The problem is that clearing large acreages of debris, on an appropriate grade and water table to avoid leeching of contaminates into new topsoil, then sufficiently covering acreage with new topsoil, is so expensive that it doesn't make sense in a country which has plenty of good quality farmland in better climates elsewhere. Are we really going to, as a nation, pour more money into a failed city, which has already been a money pit, in order to have relatively poor farmland?

Honestly it would be cheaper and agriculturally more productive to transport Detroit residents interested in farming to other parts of the country. Essentially terraforming, probably the largest super-fund site ever, into arable land just because a failed city needs a new industry seems ridiculous.
 
Let's be clear: even if urban farming is successful in Detroit, it won't have "saved" it; it will have made it disappear as a city, completely.

Why? Because there's no such thing as "urban" farming on such a large scale. That land will be rural all over again.
 
I have to disagree with this. Large scale urban farming could be all hydroponics in a building. I do not think this is what Hantz is referring. But imagine if he is successful, many farms on use to be vacant lots. The workers may live in the city and the city would then possibly also have distribution centers for the produce. It may be a produce city. It wouldn't be your standard urban city with concrete and tall skyscrapers, but maybe more residential buildings vs. office buildings since many of the residence work farms and other food related jobs. I could see train companies as well that deliver via freight to other parts of the country.

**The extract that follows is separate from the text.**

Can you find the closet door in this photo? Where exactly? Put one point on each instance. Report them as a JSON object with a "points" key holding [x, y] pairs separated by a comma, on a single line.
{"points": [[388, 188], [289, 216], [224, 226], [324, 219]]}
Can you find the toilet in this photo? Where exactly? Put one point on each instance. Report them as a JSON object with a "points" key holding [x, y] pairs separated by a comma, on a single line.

To appeal to the residents as well as people who come to view the large scale farming, there would be regular retail, shopping, and dining. However much of the local non chain restaurant may decide to serve local grown produce from the cities farms.

But I could also see the farms taking over and the city becoming primarily a farming community. But this is up to how the farms are run, made, and how the city's citizens and leadership reacts to the new farms.
 
The problem is that clearing large acreages of debris, on an appropriate grade and water table to avoid leeching of contaminates into new topsoil, then sufficiently covering acreage with new topsoil, is so expensive that it doesn't make sense in a country which has plenty of good quality farmland in better climates elsewhere. Are we really going to, as a nation, pour more money into a failed city, which has already been a money pit, in order to have relatively poor farmland?

Honestly it would be cheaper and agriculturally more productive to transport Detroit residents interested in farming to other parts of the country. Essentially terraforming, probably the largest super-fund site ever, into arable land just because a failed city needs a new industry seems ridiculous.

I agree, I should have included "on an intermediate scale, oriented towards local consumption and not specifically in Detriot". The largest conceivable operation would be managed by a CSA or a similar organization where remediation would be on a managable scale or fragmentation of land wouldn't be an issue. Anything larger or the idea that a city would be self sufficient is a pipe dream requiring too high of an investment. It doesn't exactly jive with the whole ground-up localization rhetoric associated with the urban farming movement to begin with.

The easiest and cheapest way to deal with contamination in the near term would be to create a database of usable parcels. Pretty sure there are universities working to help set that up already in different places as well as formulating best practices. Raised planting beds seem to be effective in places that are not heavily contaminated, the hardest problem to deal with is probably atmospheric pollution.